Man Goes Year Without Riding In Car

adam greenfield goes a year without riding in a car 2009 in san francisco

Photo: Lea Suzuki / The San Francisco Chronicle

Adam Greenfield went all of 2009 without using a car. While he already commuted by bike to work, he thought it would be an interesting experiment to eschew cars for an entire year. He wrote about it in his blog, The Gubbins Experiment.

It seems a bit easy for a single guy living in a big city to make this kind of commitment, however, he did come along a few obstacles along the way and learned some valuable lessons. Lesson number one: When you stick your neck out, you’re almost always guaranteed to attract people who will criticize you–a lesson clearly shown in the comments section of the San Francisco Chronicle article about Adam’s experiment. The other lessons? After the break…

Something we could all ponder on for a moment as we enter the new year:

2. Setting an example is more about consciousness-raising than changing people

3. To limit yourself can be a form of freedom

4. Small is beautiful

5. It is good to do something scary

Comments

NoRacer - 01/06/10 - 1:13pm

There’s a whole “Car Free” forum over at: http://www.bikeforums.net – Some of them -may- have stayed out of a motor vehicle for a year, maybe longer!

Larry - 01/06/10 - 6:05pm

I think it’s a fairly great accomplishment, but would have been more of a challenge in other cities.
Needless to say, the great majority of people commenting on the article ran Jan 02 in The San Francisco Chronicle paint him as an English newbie to SF doing something people have been doing in that city for years and years.

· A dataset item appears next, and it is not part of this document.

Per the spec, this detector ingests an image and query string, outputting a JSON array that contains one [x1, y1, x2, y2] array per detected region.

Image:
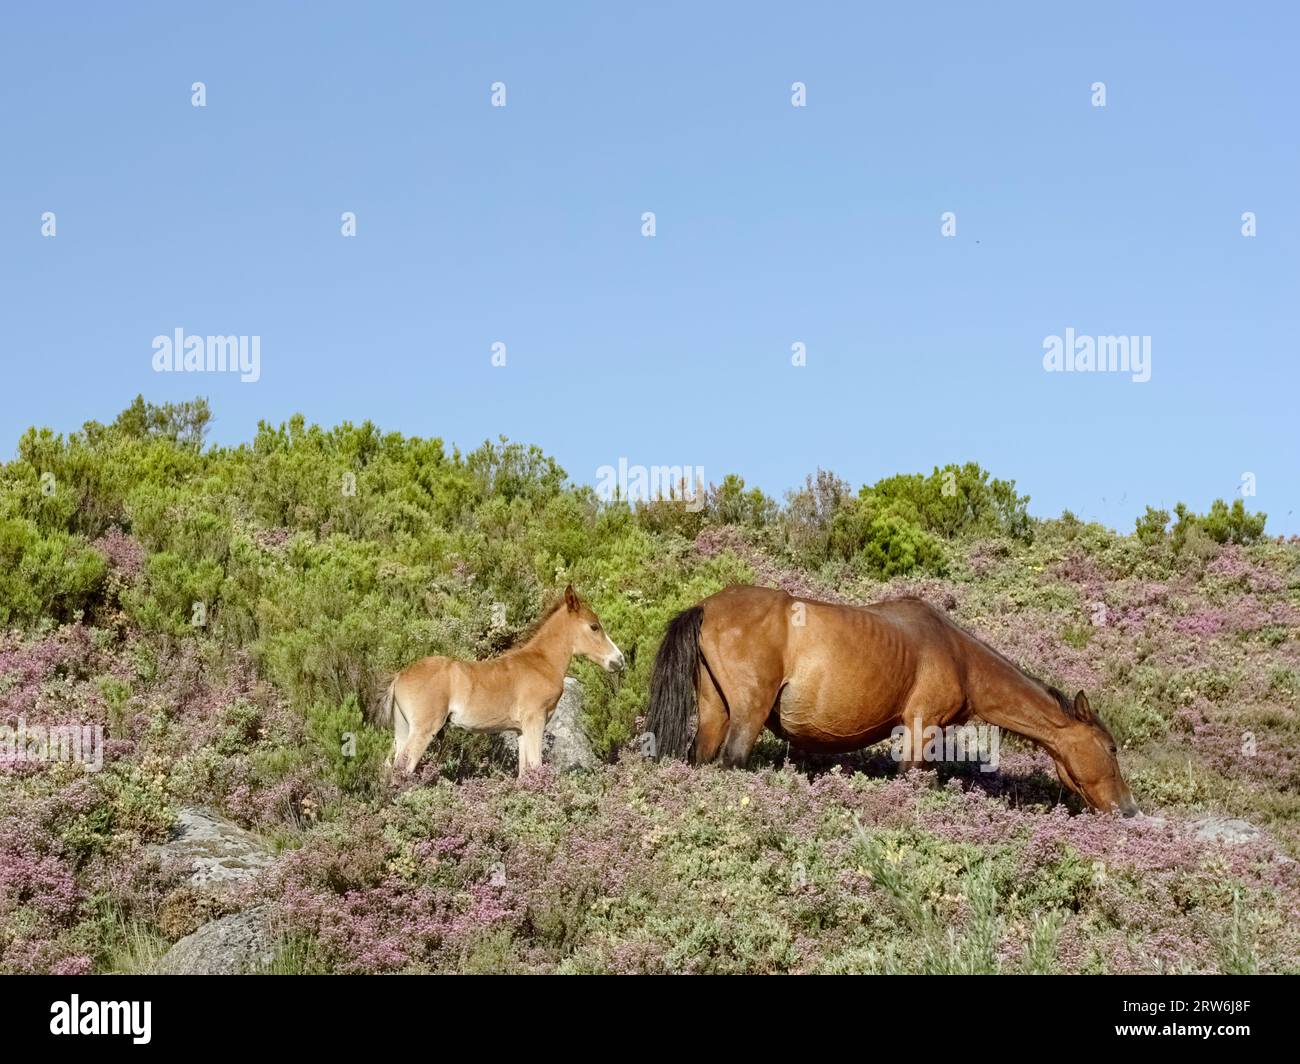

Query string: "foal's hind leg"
[[397, 693, 452, 775], [401, 716, 448, 774], [382, 698, 412, 785]]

Androo - 01/07/10 - 12:54pm

The sheer volume of anger from all those commenters is staggering and saddening. I honestly can’t see how you can criticize the guy – I don’t think he had some naive, over-arching mission to save the world. I think he just wanted to do it. And he did. He clearly acknowledges that it doesn’t work for everyone.

Are people that terribly threatened by things that fall outside their small range of ‘normal’ behaviour?